The law suggests that video attendance is only appropriate in emergency situations, which “can include illness or injury of the member or of his or her immediate family, including father, mother, spouse, sibling, child or grandchild.”

But that wording doesn’t ban an alderman from voting by video for other reasons, Jones said.

“The language of our ordinance is not clear,” said Jones, who drafts the city’s ordinances.

“If the language of the ordinance is not clear, then I think that Alderman Kostial should be able to attend the way he is,” Musich said.

But Baebler questioned why Jones would write an unclear law for the city.

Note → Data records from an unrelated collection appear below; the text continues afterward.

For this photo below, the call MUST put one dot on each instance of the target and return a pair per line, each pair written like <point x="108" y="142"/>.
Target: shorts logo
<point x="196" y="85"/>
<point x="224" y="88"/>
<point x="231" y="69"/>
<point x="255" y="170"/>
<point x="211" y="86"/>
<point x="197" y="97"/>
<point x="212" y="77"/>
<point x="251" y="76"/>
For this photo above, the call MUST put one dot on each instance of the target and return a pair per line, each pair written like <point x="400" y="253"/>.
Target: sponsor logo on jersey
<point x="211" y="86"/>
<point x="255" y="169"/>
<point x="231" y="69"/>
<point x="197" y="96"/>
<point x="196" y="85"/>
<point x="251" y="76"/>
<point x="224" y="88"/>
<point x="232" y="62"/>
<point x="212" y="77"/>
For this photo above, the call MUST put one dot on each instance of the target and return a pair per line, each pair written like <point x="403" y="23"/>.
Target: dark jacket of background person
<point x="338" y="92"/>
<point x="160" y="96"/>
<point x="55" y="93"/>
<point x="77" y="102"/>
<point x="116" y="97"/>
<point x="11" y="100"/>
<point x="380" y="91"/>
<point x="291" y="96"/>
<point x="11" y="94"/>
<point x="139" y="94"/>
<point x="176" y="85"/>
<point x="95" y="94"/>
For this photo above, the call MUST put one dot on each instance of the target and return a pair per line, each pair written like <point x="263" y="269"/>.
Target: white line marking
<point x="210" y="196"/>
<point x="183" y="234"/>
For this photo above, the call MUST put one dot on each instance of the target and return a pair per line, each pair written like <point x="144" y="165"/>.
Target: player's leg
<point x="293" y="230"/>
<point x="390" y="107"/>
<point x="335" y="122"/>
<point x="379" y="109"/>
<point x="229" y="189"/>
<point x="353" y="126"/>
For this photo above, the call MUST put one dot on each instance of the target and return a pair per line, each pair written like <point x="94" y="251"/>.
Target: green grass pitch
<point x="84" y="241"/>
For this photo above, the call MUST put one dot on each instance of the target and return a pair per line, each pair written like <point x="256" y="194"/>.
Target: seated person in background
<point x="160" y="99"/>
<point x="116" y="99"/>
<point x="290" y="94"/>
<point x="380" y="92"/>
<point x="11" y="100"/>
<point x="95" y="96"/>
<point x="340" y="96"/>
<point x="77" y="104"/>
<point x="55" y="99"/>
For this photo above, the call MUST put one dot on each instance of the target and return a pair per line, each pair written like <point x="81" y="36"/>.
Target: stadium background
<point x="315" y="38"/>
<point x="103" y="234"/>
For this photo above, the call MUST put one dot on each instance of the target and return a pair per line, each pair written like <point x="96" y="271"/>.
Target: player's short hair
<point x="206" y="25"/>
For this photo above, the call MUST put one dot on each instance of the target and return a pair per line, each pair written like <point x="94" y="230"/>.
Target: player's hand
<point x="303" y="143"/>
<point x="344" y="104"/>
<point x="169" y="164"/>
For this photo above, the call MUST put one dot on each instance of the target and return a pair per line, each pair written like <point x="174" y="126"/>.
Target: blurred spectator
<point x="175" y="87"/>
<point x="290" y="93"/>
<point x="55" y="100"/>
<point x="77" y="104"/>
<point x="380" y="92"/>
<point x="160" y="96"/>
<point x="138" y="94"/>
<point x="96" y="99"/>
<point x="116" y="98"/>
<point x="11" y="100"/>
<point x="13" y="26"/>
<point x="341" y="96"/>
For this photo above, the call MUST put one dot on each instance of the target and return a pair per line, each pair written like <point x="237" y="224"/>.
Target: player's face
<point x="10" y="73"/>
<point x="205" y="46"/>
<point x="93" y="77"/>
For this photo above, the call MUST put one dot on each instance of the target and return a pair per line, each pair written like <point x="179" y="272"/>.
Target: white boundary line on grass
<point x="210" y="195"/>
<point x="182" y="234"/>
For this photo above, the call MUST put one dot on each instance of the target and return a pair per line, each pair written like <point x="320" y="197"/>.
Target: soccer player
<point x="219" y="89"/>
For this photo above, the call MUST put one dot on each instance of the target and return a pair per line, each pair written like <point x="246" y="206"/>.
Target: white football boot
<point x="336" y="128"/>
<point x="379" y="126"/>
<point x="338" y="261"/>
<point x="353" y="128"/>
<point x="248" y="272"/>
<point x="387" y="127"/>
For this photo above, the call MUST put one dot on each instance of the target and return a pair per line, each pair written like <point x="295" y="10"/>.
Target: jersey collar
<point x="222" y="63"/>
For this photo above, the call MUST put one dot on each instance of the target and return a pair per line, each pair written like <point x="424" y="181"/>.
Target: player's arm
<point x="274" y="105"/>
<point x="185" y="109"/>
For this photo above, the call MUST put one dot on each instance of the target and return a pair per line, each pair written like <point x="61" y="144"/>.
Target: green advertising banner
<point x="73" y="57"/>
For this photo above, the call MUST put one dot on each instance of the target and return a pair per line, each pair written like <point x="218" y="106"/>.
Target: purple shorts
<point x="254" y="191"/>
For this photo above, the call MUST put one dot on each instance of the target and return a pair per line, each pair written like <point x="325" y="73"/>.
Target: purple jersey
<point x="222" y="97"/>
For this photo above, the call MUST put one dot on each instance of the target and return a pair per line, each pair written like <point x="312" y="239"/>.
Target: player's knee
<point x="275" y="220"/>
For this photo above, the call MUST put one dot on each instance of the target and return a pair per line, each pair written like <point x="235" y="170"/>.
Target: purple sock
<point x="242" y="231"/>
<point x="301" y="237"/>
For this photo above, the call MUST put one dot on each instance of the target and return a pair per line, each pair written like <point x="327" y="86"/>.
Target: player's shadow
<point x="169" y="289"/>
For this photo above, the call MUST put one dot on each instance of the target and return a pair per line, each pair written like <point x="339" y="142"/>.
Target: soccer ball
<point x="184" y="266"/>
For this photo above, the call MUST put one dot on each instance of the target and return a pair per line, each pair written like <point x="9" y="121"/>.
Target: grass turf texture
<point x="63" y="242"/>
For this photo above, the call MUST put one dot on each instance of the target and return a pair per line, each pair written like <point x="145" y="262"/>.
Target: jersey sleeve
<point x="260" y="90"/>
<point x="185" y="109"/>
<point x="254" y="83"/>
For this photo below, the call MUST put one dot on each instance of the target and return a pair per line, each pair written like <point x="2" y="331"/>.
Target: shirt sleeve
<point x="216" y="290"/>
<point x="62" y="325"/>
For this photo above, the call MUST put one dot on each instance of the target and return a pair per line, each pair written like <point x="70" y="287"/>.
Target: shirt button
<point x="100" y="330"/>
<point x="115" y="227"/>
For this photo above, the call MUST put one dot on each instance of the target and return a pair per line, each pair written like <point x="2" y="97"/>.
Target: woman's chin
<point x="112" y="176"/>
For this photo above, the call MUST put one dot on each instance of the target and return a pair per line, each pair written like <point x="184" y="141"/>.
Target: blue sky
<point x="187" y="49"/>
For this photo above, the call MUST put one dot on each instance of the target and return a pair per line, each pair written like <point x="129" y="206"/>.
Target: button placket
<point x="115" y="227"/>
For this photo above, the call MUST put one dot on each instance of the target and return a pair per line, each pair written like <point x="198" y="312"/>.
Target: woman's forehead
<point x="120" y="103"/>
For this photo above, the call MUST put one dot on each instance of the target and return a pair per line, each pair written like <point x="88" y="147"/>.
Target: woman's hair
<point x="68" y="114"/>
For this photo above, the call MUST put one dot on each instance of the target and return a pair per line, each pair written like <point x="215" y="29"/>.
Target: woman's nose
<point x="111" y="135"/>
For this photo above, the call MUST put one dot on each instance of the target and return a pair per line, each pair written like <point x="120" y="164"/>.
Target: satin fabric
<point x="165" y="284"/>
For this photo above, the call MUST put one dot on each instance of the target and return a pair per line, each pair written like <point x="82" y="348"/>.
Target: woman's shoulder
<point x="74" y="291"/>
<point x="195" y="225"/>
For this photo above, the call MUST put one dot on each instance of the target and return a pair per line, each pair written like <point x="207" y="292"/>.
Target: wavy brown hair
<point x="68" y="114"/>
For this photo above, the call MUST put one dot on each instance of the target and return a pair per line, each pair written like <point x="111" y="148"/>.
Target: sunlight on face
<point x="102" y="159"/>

“Why write an ordinance if we’re not going to write it clearly and definitively?” she said. “There’s no reason to have it.”

“Well, I think the ordinance is intended to be aspirational in terms of what the board should consider when trying to determine whether a member should be allowed to participate via videoconference,” Jones said, adding that he does not believe the board should vote every time an alderman wants to videoconference.

“Wasn’t the spirit of that legislation also to try to the best of our ability to make videoconferencing not be the accepted norm, but the exception?” board President Richard Gau asked.

Jones agreed that the three-meeting limit can be enforced since it is strictly defined.

Fribis and Kostial also disagreed on whether Kostial had shown good cause to videoconference, as described in the ordinance. The alderman did not have an emergency, the mayor said.

But Kostial contended that he had “certainly” shown good cause with his out-of-state work assignment.

Ward 2 Alderman Steve Bersche and Gau voted to allow Kostial, but both asked him to “over-communicate” about his intentions next time.

Kostial cast a key vote that night as one of the six aldermen in favor of a new Jimmy John’s proposed for a contested site next to the Mellow Mushroom.

The six-vote supermajority the sandwich shop required for approval would have failed without Kostial’s vote.

Baebler and Fribis both opposed the Jimmy John’s, and Fribis said she would have voted against it if the project had deadlocked.

Kostial succeeded longtime Ward 3 Alderman Jan Hoffmann in April 2015 when she retired after 26 years on the board. He is up for re-election in April, but had not filed for re-election as of the Call’s press time. Former mayoral candidate Nathan Lipe filed to run for the seat on the first day of filing.

Kostial first attended meetings by FaceTime on Assistant City Engineer Wes Searcy’s iPhone, but no citizens could see him. Since Sterman arrived this summer, Kostial has tuned in via the GoToMeeting videoconferencing application, which allows his face to be projected for residents to see.

Although Kostial’s audio has frequently led to screeching sounds in meetings that spurred city officials to mute his connection, the audio quality has improved in recent meetings. But Kostial appeared to believe he was muted when he interjected during a long public comment from frequent city speaker Sandra Jo Ankney.

Ankney, who opposes the city’s deer hunts that started in 2013, outlined statistics about the continuing deer hunt and asked officials questions about how much taxpayer money is spent on the hunts.

Roughly halfway through Ankney’s eight-minute remarks, Kostial called out, “Come on!”

The transmission was loud enough over the City Hall audio system that everyone in the audience could hear it. Ankney paused, but went on with her questions.

Former Mayor Mark Furrer broke a tie last year to approve a self-storage facility for the long-vacant Color Art building at 10300 Watson Road, but the development is just now getting off the ground.

The property has since changed hands, but new developer Beau Reinberg of PSI Atlantic still intends to develop the site as a modern self-storage facility.

The board approved the project, with Ward 3 Alderman Kurt Krueger opposed.

“I just have to go on record — I think it’s a travesty that the city is losing this commercial property to a storage facility,” Krueger said. “I think it’s the worst possible use of the property …”

The nearest neighbors have supported the project all along, and as a show of good faith, Reinberg already replaced a dilapidated chain-link fence with a vinyl one.